For better or worse, Hewitt and Prinze’s characters are burdened with managing the trauma of keeping a secret and then dealing with the aftermath. The reason for this might be that, outside of Billy Campbell as Teddy’s father Grant, there seldom seem to be any real grown-ups around — or really, almost any characters who aren’t absolutely essential to the plot. To be fair, this is another carryover from the first film, in which Julie’s mom makes cursory appearances at the beginning and disappears, and the father of Sarah Michelle Gellar’s character shows up in one scene at her family home but doesn’t say a word. But there are shockingly few other characters (even extras) suggesting that Southport is popping off as it would be for a Southern beach town on July 4th.
As nimbly as Robinson navigates the tone of the material, there’s no getting past the fact that too many scary moments are punctuated with LOUD NOISES instead of inventive filmmaking. There are multiple occasions when the Fisherman simply appears out of nowhere right behind a character, and there’s more than one moment where a kindly hand on someone’s shoulder is accompanied with a slam that sounds like a garbage truck dropped off of the Empire State building. To give the filmmakers just a bit of leeway, the killer was a shape-shifting teleporter in the original one as well, but in any era the killer’s aptitude for instantaneous cleanup of forensic evidence is nothing short of magical, even with Southport’s buffoonish police force on the case.
As a person who’s fully unable to tell how old any person of any age is, Cline and Wonders deliver performances with effective and believable emotionality, but by the end of the film it’s hard to tell if these are full-fledged graduates making their way in the professional world or people who just got out of high school.
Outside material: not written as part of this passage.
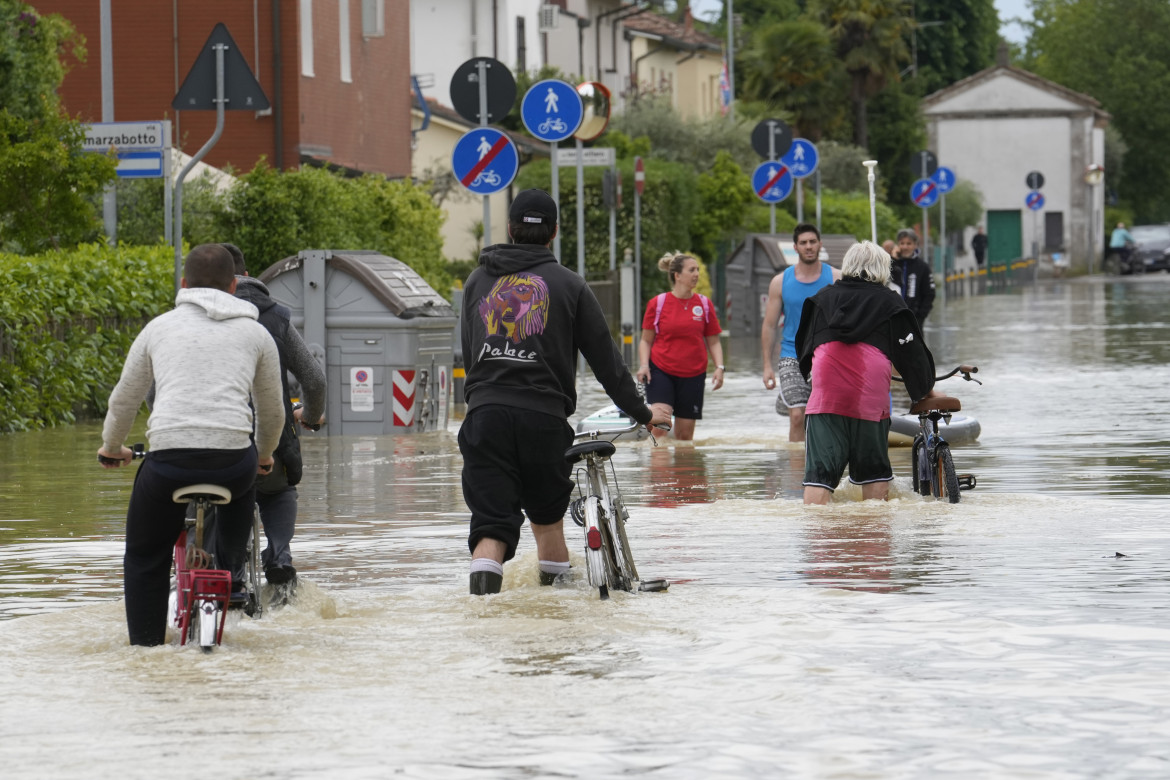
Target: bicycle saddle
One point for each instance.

The answer to that question is further complicated by some pivotal relationships that seem to be tethered to primary school drama, even as they drink and smoke like, well, grown-ups. The broad-chested Spencer’s casting seems almost like a do-over for casting Ryan Philippe in the ’97 film (who was significantly smaller than the hulking football qb in the script), but he carries the same energy as an actor like Billy Magnusson, more clever than smart but carrying around a sense of entitlement that forces viewers to choose between wanting him to die and hating to love him.
As actors, Hewitt and Prinze are ill-equipped to provide the gravitas needed to offset the younger characters’ petulant desperation, but it oddly serves Julie and Ray’s inability to move on from the events of the first film. Hewitt in particular captures Julie’s determination to strike first when a scenario arises like the one she was involved in decades ago, especially one where she risks nothing. Meanwhile, Prinze delivers a couple of powerhouse speeches that ultimately fizzle as a consequence of what the script asks of Ray.
Yet without belaboring the film’s central metaphor — sometimes it’s best not to dredge up the past — I Know What You Did Last Summer abets itself by pretty much being exactly as middling and perfunctory as its predecessor. Is delivering exactly what you expect a good or bad thing? If there are full-throated fans of the original, one supposes they would say yes, but everyone else may feel that this series wasn’t worth returning to, so many summers later.